Stevens matters -- or should matter -- to journalists for two reasons.
First, it invalidated a law that, read broadly, could have created criminal liability for a television news show discussing dog fighting that included footage of an actual dog fight. While the statute had a savings clause that exempted "any depiction that has serious religious, political, scientific, educational, journalistic, historical, or artistic value," the Court held that the First Amendment does not countenance government prosecutors passing judgment on what has "serious journalistic value."
Chief Justice Roberts, writing for the Court, did not buy assurances from the government that the statute would be interpreted narrowly. He wrote that the government "offer[ed] no principled explanation why" certain depictions of Spanish bullfighting would be "inherently valuable" while certain depictions of dog fighting would not.
More broadly, Stevens matters to journalists because the Court -- almost unanimously -- denied in extremely strong language the government's attempt to create a whole new category of speech (depictions of animal cruelty) that could be criminalized based on a "balancing of the value of the speech against its societal costs."
The Court held:
As a free-floating test for First Amendment coverage, that sentence is startling and dangerous.
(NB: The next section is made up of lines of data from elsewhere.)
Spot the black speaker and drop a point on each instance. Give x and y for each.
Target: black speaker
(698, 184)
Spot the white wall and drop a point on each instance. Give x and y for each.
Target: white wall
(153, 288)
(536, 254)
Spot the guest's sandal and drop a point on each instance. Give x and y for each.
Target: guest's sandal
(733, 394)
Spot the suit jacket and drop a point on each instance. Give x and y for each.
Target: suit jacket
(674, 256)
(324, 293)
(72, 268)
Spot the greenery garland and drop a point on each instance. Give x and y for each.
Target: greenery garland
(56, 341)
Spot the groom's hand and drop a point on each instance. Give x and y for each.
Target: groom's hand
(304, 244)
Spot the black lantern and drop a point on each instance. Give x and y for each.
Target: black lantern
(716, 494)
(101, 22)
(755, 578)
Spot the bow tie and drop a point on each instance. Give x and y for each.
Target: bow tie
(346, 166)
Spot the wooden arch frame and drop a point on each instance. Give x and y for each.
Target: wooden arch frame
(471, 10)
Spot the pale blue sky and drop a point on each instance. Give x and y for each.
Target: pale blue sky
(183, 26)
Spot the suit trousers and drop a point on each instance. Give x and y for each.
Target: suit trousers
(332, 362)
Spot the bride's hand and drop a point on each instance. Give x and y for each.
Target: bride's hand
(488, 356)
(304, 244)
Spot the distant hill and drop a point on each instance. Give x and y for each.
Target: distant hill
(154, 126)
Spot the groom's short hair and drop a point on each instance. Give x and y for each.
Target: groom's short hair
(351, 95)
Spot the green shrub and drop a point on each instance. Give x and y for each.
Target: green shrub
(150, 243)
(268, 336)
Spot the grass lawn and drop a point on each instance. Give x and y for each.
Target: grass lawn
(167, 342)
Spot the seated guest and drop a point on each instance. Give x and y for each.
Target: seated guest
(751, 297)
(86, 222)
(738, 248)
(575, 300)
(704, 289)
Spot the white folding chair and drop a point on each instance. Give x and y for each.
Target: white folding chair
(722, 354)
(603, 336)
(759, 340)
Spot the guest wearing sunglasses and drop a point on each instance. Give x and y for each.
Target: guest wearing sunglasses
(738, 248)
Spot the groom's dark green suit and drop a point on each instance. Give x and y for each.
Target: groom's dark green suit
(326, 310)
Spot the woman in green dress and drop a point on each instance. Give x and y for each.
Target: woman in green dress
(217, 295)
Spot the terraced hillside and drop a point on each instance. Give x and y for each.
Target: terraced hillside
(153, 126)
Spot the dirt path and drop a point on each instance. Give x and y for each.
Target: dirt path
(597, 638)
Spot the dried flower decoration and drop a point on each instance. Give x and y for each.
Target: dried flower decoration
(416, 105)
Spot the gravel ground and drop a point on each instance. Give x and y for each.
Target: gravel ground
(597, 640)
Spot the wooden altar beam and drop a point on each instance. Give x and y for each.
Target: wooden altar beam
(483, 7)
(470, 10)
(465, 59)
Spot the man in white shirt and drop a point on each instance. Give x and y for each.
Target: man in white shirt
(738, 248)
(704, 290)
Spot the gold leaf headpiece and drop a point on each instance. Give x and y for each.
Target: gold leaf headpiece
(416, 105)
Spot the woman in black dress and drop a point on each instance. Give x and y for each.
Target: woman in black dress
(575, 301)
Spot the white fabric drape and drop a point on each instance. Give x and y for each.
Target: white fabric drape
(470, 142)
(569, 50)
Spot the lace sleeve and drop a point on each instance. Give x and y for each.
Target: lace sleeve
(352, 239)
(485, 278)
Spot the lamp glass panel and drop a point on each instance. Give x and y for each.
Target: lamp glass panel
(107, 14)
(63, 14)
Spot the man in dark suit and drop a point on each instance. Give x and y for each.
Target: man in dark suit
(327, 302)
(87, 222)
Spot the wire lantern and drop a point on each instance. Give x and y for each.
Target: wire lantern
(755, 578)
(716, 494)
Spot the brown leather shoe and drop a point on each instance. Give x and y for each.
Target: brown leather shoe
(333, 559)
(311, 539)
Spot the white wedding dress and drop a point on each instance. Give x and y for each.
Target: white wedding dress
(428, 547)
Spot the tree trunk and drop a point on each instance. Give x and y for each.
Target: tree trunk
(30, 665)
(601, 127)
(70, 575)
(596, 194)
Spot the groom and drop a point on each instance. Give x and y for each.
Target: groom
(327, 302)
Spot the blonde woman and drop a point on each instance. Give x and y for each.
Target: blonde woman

The First Amendment’s guarantee of free speech does not extend only to categories of speech that survive an ad hoc balancing of relative social costs and benefits. The First Amendment itself reflects a judgment by the American people that the benefits of its restrictions on the Government outweigh the costs. Our Constitution forecloses any attempt to revise that judgment simply on the basis that some speech is not worth it. The Constitution is not a document “prescribing limits, and declaring that those limits may be passed at pleasure.” Marbury v. Madison, 1 Cranch 137, 178 (1803).
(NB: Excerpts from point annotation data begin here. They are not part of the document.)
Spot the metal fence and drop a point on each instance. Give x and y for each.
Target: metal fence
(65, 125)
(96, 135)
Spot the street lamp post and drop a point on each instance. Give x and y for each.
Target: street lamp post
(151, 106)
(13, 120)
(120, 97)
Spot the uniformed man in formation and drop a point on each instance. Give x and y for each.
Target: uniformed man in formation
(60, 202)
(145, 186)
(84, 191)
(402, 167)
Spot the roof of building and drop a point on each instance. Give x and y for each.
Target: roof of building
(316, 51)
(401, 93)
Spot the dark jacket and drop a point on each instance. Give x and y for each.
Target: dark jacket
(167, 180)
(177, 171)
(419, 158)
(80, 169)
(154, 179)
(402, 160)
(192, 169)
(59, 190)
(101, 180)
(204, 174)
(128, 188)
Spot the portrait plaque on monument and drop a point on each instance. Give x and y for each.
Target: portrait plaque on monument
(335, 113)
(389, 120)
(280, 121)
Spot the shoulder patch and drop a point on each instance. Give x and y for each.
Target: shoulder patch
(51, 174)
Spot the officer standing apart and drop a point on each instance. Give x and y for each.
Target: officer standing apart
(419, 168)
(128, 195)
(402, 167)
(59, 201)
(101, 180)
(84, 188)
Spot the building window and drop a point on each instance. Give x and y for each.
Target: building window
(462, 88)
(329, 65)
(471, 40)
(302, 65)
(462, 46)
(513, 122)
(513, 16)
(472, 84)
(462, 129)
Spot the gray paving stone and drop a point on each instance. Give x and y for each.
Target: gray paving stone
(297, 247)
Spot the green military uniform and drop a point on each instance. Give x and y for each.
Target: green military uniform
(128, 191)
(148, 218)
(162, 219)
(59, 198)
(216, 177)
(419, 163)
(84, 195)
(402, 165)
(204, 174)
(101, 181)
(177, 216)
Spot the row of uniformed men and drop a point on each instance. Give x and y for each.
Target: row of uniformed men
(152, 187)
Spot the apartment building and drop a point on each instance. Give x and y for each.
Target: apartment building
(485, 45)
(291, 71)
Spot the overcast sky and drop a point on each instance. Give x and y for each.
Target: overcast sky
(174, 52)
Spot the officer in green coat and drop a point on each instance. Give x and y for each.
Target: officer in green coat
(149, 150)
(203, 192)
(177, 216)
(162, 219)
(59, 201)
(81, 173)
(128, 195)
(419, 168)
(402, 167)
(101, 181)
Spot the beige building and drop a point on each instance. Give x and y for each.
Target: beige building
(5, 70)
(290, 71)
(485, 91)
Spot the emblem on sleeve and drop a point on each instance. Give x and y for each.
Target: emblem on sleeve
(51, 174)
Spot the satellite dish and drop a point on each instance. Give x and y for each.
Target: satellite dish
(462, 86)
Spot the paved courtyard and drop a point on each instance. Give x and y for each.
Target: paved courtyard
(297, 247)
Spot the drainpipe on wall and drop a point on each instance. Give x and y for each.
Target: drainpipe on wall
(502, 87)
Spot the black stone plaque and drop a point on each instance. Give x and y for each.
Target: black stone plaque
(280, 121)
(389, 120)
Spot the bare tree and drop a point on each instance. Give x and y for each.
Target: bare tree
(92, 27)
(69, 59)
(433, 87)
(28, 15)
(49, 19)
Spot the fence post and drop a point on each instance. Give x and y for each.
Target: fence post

To understand the importance of that holding, imagine a scenario where every category of speech could be proscribed if the government or a court did not think its value outweighed its potential harm. Would broadcasters be forced to defend the societal value of their latest "reality TV" offering? Could newspapers be barred by law from publishing any article whose societal value was not deemed sufficient? The reach of such an outcome would have been breath-taking.
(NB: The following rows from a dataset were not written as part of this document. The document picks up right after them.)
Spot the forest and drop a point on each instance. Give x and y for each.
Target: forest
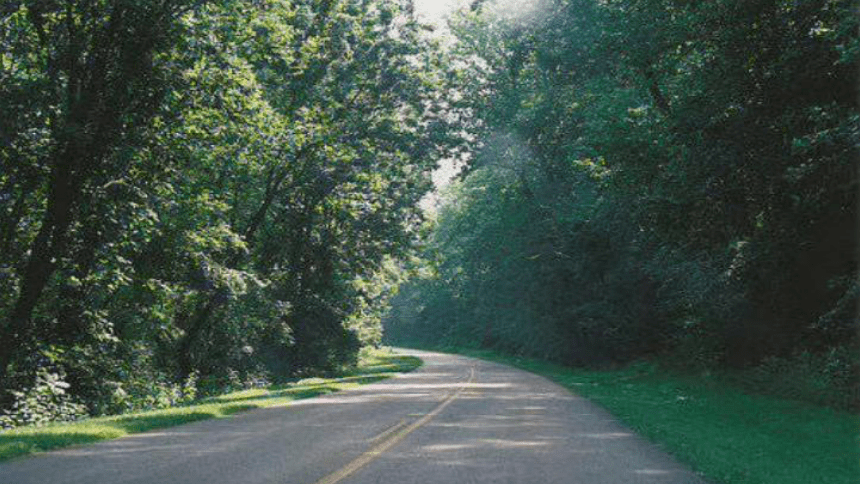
(658, 180)
(199, 194)
(202, 195)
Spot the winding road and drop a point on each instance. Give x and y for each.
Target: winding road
(454, 420)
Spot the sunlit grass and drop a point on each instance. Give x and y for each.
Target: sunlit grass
(724, 434)
(374, 367)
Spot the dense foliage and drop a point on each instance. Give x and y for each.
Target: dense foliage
(197, 193)
(652, 178)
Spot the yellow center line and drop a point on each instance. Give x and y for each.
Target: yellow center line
(390, 438)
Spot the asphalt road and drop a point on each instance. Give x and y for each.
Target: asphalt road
(454, 420)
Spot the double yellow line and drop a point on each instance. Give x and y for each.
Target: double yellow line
(390, 438)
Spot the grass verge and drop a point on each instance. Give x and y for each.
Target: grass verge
(724, 434)
(374, 367)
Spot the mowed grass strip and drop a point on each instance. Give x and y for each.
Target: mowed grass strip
(27, 440)
(724, 434)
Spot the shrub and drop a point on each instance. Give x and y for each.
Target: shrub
(46, 401)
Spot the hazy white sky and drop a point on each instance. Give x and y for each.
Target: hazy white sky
(435, 10)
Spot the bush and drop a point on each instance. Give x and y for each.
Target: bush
(829, 378)
(45, 402)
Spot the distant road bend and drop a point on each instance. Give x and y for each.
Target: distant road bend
(454, 420)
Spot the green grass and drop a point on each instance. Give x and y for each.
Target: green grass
(724, 434)
(374, 367)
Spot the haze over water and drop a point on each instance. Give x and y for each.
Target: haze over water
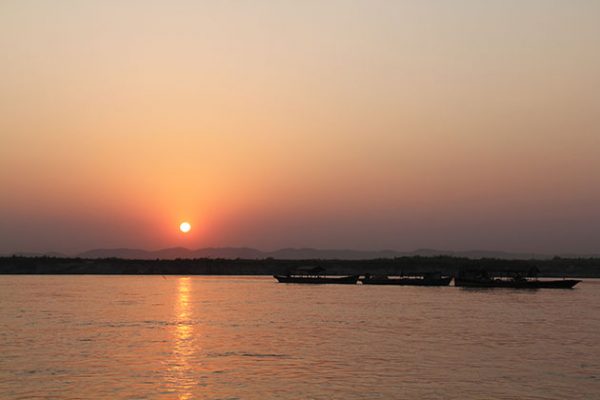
(149, 337)
(455, 125)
As the Court pointed out -- and as journalists are all too aware -- much (if not most) speech has little or no true "societal value." Nonetheless, such speech has always enjoyed First Amendment protection unless it fell into one of a very small number of historically recognized exceptions (obscenity, defamation, fraud, incitement, or speech integral to criminal conduct).
By drawing a firm line in the sand, the Court affirmed that journalists will continue to retain broad discretion under the First Amendment to publish what they think has value -- whether or not the government or a court might disagree.